How the A E C chain works is still somewhat of a mystery because most studies focus on the relationship between vitamins E and C and tend to minimize the importance of vitamin A. In addition, not much research has been done on the A-E-C chain itself since the 1990’s. More recent studies, however, do indicate that there is a relationship between vitamins A and E but still stress that the relationship between vitamins E and C is more profound. As a result, vitamins E and C tend to receive more attention than vitamin A when it comes to their roles as antioxidants.
Nevertheless, because of this unique relationship between the three vitamins, it’s important that we get our recommended daily doses of vitamins A, E and C. It’s also equally important not to get too much of these vitamins because they can begin to have a negative effect on our bodies. In fact, vitamins E and possibly C may begin to act like pro-oxidants instead of antioxidants when we have too much of them in our body. Check out more about Vitamin A, Vitamin E and Vitamin C.
– By Sewit Haile, MPH
- Rock C, Jacob R, Bowen P. Update on the biological characteristics of the antioxidant micronutrients: vitamin C, vitamin E, and the carotenoids. Journal Of The American Dietetic Association. July 1996;96(7):693-702.

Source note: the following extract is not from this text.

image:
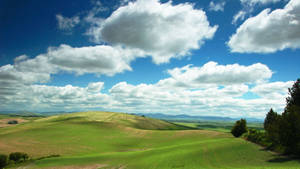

- Niki, Etsuo, et al. “Interaction among vitamin C, vitamin E, and beta-carotene.”The American journal of clinical nutrition 62.6 (1995): 1322S-1326S.
- Palozza, Paola, Soundos Moulla, and Norman I. Krinsky. “Effect of β-carotene and α-tocopherol on radical-initiated peroxidation of microsomes.” Free Radical Biology and Medicine 13.2 (1992): 127-136.
- Edge, R., D. J. McGarvey, and T. G. Truscott. “The carotenoids as anti-oxidants—a review.” Journal of Photochemistry and Photobiology B: Biology41.3 (1997): 189-200.
- Lin, Jennifer, et al. “Vitamins C and E and beta carotene supplementation and cancer risk: a randomized controlled trial.” Journal of the National Cancer Institute 101.1 (2009): 14-23.